En conclusion, ce que je souhaite, c'est que ce rapport soit renvoyé au Conseil d'Etat, avec comme mission de faire exactement ce qui est prévu dans les trois dernières lignes de son rapport, c'est-à-dire élaborer une base légale pour ces trois seules entreprises qui sont touchées, de manière que celles-ci ne soient pas discriminées parce qu'elles se trouvent dans une catégorie différente de toutes les autres, qui n'ont pas eu à fournir ces efforts. Merci, Monsieur le président.

Mme Delphine Bachmann, conseillère d'Etat. Je dirai juste un mot pour rappeler que la base légale qui régit ces aides covid est fédérale. C'est la première chose. La deuxième, c'est que les cas particuliers, nous les traitons au jour le jour avec l'administration. Notre porte est toujours ouverte et nous sommes orientés solutions. Mais il est vrai que notre marge de manoeuvre est aujourd'hui limitée en ce qui concerne quelques cas particuliers d'entreprises qui, par ailleurs, font souvent recours contre des décisions et perdent devant le tribunal.

Je rappelle que des textes ont aussi été déposés au niveau fédéral. On se serait réjouis de leur acceptation, car cela aurait permis au canton d'avoir plus de marge de manoeuvre. Cependant, non seulement ils ont été refusés, mais le Conseil fédéral n'est pas entré en matière sur d'éventuelles modifications de ce dispositif d'aides covid.

Maintenant, soyons clairs, cette motion de commission, bien que j'en comprenne les objectifs, ne demandait pas au Conseil d'Etat la constitution d'une base légale spécifique avec un budget dédié. Vous pouvez également imaginer qu'au-delà des cas concernés aujourd'hui, d'autres pourraient l'être par analogie. Si c'est le souhait du parlement, je l'invite, le cas échéant, à demander clairement au Conseil d'Etat l'édiction d'une base légale, voire à la rédiger lui-même puisqu'il en a la possibilité. Ce serait aussi une option; elle n'a jusqu'ici pas été prise par le parlement.

Le message a donc été bien reçu, et je ne suis pas certaine qu'un nouveau renvoi de ce texte au Conseil d'Etat change concrètement les choses, puisque nous allons de toute manière poursuivre cette recherche de solutions avec les entreprises concernées.

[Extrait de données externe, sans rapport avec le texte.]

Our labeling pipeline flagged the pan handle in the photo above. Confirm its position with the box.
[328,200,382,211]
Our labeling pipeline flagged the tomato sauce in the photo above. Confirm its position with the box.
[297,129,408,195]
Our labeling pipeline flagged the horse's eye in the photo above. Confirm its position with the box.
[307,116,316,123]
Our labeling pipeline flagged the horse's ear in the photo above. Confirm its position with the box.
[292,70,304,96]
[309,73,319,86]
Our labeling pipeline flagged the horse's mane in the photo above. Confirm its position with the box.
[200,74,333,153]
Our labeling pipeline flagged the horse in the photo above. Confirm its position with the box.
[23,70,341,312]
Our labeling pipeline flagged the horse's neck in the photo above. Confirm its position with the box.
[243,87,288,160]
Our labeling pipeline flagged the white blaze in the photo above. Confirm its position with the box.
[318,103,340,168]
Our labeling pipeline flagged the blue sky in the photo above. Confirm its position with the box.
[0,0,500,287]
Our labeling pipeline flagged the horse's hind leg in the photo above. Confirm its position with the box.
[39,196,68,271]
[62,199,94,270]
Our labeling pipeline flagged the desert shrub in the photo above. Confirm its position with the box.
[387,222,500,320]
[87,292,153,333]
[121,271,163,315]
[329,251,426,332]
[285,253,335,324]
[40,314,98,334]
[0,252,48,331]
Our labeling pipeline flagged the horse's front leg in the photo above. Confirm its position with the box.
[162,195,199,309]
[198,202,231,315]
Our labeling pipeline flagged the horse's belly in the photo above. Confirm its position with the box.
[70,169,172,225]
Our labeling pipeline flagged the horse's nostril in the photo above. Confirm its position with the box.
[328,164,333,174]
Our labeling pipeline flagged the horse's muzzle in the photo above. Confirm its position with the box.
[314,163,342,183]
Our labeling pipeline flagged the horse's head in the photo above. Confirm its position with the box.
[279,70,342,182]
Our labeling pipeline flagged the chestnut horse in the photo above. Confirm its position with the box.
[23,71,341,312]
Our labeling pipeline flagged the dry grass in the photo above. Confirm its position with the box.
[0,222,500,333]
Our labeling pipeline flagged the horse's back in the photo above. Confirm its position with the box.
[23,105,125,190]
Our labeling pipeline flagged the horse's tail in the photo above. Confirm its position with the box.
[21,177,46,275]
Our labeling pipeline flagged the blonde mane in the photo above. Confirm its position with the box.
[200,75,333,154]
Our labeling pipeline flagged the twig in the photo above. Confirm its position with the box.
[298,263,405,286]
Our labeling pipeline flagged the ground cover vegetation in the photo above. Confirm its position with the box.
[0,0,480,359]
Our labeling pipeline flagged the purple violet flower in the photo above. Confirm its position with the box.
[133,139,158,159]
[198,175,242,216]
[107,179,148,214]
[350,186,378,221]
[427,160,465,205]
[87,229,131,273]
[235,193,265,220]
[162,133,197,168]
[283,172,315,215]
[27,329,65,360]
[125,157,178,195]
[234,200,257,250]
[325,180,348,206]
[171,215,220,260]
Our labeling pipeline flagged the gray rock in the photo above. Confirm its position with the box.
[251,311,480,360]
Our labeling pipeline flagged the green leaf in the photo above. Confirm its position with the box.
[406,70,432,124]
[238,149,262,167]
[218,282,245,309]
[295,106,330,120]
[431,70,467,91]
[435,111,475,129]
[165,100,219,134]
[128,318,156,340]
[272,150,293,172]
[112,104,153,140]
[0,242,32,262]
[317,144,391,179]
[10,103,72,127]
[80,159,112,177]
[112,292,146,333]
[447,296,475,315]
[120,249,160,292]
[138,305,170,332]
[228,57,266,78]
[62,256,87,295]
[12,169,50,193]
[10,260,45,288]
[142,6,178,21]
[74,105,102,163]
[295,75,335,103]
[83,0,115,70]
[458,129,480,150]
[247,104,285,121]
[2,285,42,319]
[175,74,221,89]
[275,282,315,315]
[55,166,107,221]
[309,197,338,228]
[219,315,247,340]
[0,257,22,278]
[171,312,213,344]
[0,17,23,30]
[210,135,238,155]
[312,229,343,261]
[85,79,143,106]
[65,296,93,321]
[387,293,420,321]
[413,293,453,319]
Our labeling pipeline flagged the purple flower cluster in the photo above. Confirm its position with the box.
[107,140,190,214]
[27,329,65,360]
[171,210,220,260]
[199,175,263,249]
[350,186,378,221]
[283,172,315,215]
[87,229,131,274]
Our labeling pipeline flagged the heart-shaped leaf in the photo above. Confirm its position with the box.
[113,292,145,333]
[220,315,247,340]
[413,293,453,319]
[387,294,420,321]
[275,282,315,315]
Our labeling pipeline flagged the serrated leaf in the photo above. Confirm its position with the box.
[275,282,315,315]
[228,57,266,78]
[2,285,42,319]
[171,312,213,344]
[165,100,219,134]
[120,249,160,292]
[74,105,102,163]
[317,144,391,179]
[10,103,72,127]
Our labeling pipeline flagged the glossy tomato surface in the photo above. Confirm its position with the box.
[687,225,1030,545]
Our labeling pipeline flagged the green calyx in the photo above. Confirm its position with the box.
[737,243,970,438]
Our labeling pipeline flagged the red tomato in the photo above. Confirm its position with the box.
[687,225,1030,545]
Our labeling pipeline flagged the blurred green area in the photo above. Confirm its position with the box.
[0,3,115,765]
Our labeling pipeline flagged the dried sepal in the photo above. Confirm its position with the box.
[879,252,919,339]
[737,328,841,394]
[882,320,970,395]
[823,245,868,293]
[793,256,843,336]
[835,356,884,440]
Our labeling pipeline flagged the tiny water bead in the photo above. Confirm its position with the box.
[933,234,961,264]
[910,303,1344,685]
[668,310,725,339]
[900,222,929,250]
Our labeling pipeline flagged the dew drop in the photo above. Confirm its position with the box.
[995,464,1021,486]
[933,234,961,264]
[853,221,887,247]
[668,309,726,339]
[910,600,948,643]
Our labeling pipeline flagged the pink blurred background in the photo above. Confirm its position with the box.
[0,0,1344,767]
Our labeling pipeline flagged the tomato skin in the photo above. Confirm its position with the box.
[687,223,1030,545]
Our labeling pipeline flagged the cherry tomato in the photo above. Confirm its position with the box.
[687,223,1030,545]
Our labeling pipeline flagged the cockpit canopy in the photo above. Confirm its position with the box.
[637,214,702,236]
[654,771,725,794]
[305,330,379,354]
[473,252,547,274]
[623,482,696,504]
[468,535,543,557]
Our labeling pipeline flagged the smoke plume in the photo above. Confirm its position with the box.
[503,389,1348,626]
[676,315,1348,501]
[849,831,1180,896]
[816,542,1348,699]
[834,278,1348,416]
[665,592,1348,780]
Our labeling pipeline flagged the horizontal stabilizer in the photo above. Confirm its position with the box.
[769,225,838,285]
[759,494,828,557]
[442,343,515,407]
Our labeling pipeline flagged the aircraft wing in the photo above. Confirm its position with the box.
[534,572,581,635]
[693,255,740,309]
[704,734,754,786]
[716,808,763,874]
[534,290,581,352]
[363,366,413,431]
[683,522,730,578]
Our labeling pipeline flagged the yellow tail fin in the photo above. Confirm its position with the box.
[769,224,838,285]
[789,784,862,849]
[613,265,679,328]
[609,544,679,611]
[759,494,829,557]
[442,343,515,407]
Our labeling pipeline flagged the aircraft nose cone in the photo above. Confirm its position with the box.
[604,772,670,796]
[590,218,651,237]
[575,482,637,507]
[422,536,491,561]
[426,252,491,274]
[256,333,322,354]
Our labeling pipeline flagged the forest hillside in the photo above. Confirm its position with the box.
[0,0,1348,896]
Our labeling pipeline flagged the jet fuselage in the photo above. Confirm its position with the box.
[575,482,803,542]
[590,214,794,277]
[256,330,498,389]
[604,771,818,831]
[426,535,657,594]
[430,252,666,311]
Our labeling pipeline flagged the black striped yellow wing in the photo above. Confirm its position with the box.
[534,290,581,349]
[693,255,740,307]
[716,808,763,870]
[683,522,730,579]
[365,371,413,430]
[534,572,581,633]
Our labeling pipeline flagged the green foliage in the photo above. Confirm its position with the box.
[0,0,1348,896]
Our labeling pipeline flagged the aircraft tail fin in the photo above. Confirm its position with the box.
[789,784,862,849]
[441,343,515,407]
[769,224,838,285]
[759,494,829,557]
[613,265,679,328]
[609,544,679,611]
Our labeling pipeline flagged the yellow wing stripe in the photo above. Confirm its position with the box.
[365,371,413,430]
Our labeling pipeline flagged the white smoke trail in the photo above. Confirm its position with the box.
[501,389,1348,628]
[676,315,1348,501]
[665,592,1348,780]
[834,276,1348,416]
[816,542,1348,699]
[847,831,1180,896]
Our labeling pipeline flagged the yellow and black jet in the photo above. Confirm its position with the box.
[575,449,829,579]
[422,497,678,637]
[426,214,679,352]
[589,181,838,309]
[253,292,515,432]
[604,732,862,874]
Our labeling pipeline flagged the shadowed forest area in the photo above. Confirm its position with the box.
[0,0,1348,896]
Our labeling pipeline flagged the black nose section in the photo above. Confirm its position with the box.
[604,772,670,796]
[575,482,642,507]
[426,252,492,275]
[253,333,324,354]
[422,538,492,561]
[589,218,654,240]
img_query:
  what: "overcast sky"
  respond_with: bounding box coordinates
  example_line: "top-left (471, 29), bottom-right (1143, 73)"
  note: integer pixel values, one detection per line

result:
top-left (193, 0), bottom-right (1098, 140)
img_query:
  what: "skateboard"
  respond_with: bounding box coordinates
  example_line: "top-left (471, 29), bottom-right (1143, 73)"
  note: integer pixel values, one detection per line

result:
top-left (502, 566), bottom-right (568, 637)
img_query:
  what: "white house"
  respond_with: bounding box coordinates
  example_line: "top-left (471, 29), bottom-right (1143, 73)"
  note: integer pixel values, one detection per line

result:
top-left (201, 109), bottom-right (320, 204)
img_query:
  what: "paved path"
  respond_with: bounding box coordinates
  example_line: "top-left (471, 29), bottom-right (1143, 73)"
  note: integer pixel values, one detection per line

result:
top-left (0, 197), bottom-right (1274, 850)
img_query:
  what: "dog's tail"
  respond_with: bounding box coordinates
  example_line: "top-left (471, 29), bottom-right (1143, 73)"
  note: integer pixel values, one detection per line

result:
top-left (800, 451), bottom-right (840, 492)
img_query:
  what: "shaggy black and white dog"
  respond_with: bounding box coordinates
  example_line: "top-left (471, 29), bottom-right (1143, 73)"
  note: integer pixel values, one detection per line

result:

Je vous remercie.

Le président. Merci, Madame la conseillère d'Etat. J'appelle l'assemblée à se prononcer sur la demande de renvoi au Conseil d'Etat.

Mis aux voix, le renvoi au Conseil d'Etat de son rapport sur la motion 3038 est adopté par 41 oui contre 39 non.

Le rapport du Conseil d'Etat sur la motion 3038 est donc rejeté.